The VMD method is used to decompose the outer ring defect signal. The decomposition results and the corresponding frequency spectrum of IMFs are shown in Figure 14. According to the calculation results of decomposition, the mode component corresponding to the smallest envelope entropy is IMF6, the mode component corresponding to the largest kurtosis is IMF6, and the mode component corresponding to the largest correlation is IMF3. The three mode components are reconstructed and used as the optimal component. The envelope spectrum of the signal is shown in Figure 15. It can be seen from Figure 15 that when the default values of the mode number and bandwidth control parameter were adopted, the fault-rated impact features can be perceived from the time-frequency maps of the signals, and the characteristic frequency of the fault signal can be extracted. Compared with the EEMD method, the traditional VMD method has more superiorities than the EEMD method in the noise robustness and the elimination of mode aliasing. However, compared with EEMD, the fault feature extracted from the optimal mode component reconstructed by decomposing the signal with the default value of the influencing parameters is not good.

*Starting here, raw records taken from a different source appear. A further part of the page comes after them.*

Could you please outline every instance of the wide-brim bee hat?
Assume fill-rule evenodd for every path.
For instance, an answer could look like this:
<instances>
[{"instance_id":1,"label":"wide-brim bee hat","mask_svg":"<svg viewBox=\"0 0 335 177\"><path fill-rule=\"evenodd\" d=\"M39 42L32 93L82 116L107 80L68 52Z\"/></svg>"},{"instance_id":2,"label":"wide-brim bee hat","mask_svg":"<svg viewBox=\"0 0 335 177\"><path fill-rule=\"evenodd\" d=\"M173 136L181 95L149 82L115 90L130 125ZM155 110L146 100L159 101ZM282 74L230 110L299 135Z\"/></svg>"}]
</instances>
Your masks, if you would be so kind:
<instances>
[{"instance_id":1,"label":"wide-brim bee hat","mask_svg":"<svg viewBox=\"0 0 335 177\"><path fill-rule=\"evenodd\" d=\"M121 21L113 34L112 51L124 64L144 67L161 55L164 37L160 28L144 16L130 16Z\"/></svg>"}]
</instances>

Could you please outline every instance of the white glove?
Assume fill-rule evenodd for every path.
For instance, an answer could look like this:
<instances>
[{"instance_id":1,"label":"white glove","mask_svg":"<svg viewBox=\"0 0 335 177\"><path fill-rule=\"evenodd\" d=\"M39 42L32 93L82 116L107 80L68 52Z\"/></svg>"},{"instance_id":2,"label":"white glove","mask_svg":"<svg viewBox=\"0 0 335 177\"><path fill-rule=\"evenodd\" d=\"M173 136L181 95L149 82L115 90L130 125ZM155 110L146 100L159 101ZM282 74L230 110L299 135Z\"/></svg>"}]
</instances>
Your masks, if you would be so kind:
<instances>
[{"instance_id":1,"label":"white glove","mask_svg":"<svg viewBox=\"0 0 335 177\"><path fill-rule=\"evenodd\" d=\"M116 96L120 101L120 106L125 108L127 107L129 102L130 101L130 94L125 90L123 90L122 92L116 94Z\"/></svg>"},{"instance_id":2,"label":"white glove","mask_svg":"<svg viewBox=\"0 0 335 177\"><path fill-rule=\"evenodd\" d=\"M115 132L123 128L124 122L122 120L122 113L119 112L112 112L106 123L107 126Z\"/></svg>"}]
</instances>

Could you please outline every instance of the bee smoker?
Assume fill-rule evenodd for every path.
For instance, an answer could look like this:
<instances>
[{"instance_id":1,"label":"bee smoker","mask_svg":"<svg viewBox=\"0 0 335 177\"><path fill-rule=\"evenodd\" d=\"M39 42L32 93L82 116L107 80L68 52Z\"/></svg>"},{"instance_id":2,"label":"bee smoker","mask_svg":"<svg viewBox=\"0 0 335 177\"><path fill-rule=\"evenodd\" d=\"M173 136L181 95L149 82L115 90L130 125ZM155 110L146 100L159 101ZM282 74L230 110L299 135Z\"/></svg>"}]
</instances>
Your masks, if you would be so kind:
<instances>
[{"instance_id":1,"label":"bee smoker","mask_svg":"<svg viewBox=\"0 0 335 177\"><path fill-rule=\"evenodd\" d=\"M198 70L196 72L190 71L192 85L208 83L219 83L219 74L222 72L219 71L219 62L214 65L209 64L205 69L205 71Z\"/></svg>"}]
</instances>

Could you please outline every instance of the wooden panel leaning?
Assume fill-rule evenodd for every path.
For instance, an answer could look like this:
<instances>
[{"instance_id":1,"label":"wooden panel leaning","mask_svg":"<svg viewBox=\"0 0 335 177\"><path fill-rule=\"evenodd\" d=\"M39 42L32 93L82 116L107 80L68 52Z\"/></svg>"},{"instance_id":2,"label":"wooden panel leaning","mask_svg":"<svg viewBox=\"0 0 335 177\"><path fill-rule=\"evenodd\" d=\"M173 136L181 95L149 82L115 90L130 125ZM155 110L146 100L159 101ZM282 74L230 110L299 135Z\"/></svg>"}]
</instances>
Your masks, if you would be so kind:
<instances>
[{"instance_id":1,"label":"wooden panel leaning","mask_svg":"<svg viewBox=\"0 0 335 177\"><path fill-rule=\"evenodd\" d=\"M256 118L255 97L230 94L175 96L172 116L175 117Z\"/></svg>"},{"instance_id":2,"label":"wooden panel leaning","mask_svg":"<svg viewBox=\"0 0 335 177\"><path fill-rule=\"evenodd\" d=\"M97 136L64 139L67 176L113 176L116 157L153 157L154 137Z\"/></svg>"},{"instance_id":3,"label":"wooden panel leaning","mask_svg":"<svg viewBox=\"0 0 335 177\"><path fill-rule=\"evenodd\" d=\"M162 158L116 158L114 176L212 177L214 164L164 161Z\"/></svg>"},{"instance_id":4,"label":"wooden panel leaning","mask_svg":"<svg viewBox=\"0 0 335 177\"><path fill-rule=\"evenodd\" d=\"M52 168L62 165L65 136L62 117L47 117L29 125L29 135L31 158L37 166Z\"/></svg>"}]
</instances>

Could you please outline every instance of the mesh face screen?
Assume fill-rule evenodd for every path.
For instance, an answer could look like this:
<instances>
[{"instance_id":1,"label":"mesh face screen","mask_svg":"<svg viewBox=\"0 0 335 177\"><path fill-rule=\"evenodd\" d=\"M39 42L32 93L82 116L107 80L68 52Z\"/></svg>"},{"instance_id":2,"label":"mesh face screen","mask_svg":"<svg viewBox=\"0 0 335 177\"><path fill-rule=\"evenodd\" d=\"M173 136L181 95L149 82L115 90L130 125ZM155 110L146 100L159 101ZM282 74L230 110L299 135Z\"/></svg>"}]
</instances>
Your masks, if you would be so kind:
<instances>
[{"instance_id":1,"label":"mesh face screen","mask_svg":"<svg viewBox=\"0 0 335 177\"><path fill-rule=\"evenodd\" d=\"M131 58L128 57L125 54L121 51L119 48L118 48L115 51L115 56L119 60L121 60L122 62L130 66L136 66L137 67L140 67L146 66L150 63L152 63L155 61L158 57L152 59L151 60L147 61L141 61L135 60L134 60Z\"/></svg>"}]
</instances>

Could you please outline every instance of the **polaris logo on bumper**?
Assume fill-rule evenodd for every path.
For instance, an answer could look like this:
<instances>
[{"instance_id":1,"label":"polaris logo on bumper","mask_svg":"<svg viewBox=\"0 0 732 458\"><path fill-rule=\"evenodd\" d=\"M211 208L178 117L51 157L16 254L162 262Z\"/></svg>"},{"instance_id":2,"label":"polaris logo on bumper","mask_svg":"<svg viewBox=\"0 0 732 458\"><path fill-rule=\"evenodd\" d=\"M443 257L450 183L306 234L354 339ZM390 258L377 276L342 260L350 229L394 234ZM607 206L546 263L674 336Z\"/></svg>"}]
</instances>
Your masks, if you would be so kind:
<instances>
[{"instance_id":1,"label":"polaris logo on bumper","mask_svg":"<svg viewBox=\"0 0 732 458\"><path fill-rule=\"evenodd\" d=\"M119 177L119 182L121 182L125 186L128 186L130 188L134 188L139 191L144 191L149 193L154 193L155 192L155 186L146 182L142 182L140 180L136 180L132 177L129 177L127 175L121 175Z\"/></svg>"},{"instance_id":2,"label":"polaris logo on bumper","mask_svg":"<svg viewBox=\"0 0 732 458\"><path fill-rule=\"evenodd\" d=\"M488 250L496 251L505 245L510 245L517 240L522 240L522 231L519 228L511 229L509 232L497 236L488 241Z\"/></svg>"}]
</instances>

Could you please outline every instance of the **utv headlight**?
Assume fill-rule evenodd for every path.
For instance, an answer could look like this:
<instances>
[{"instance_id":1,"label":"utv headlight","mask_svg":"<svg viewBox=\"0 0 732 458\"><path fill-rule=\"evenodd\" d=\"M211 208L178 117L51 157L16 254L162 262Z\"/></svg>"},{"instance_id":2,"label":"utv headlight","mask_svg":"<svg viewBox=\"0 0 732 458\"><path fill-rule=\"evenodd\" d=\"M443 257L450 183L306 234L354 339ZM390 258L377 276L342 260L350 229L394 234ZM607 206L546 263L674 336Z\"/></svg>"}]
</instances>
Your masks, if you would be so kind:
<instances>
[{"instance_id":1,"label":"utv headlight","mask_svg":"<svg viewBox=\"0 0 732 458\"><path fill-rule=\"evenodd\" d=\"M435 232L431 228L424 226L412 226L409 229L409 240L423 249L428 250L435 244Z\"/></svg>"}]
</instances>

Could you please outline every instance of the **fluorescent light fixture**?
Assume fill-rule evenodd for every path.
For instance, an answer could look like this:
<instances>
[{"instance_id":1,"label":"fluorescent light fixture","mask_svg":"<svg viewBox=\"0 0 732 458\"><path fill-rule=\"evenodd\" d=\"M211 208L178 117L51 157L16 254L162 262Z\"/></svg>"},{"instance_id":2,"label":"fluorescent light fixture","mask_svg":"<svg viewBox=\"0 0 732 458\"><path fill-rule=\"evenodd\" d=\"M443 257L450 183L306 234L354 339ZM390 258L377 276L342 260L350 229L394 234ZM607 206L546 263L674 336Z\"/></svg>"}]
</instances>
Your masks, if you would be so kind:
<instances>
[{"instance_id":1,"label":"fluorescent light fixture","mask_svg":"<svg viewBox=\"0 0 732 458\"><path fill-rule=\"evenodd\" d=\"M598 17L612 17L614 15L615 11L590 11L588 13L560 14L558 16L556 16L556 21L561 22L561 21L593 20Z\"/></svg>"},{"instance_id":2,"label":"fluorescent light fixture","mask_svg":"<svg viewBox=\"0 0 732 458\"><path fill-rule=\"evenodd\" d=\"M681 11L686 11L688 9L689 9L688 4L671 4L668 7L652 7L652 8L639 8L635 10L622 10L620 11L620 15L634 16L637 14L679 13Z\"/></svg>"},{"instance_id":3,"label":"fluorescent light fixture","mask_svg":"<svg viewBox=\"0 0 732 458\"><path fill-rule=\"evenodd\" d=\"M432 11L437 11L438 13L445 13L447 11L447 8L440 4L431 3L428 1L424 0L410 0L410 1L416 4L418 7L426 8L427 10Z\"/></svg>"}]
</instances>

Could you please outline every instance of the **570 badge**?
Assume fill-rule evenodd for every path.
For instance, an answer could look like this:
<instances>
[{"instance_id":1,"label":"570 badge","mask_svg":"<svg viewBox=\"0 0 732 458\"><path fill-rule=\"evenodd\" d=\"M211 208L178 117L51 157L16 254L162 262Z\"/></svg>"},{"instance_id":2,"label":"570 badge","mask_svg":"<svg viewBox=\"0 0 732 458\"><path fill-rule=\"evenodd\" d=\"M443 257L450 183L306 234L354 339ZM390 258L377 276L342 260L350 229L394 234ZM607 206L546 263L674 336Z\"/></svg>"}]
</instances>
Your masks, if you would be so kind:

The proposed parameter-optimized VMD method is utilized to analyze the practical bearing vibration signal. The decomposition results and corresponding frequency spectrum of modes are shown in Figure 16. According to the calculation results of decomposition, the mode component corresponding to the smallest envelope entropy is IMF4, the mode component corresponding to the largest kurtosis is IMF5, and the mode component corresponding to the largest correlation is IMF3. The envelope spectrum of the reconstruction signal is shown in Figure 17. It can be seen that the spectral amplitude is prominent at the characteristic frequency 107.37 Hz, which means that the parameter-optimized VMD can correctly decompose the fault signal and accurately extract the characteristic frequency of the fault signal. Compared with the VMD method without the optimization and the EEMD method, the fault frequency extracted by the proposed method is more prominent and the noise is also suppressed.

7. Conclusion

The completely nonrecursive signal modal variational nature of the VMD method makes it more advantageous than EMD in terms of robustness against noise, overcoming end effects, and mode aliasing. This paper analyzes these three aspects. The decomposition accuracy of VMD method is affected by the choice of mode number k and bandwidth control parameter α. The parameter-optimized variational mode decomposition is developed to achieve the accurate decomposition of fault signal and adaptive control of influence parameters. Shuffled frog leaping algorithm is used to implement the optimization the influence parameters. The multiobjective evaluation function is constructed to select the optimal mode component. The envelope spectrum technique is used to analyze the optimal mode component. According to the characteristics of the vibration signal, we build the simulation signal to verify the feasibility and effectiveness of the signal and also use the vibration data of Western Reserve University to verify the proposed method. The experimental results show that the proposed parameter-optimized VMD method can correctly decompose the fault signal and accurately extract the characteristic frequency of the fault signal. Compared with the VMD method without the optimization and the EEMD method, the fault frequency extracted by the proposed method is more prominent and the noise is also suppressed. The proposed method also provides a new way to solve the problem for the analysis of vibration signal.

Data Availability

The data used to support the findings of this study are included within the article.

Conflicts of Interest

The authors declare that they have no conflicts of interest.

Acknowledgments

The authors wish to extend their sincere thanks for the support from the Beijing Municipal Science & Technology Commission of China. This work was supported by the Natural Science Foundation of Beijing Municipality, China (Grant no. 3212032).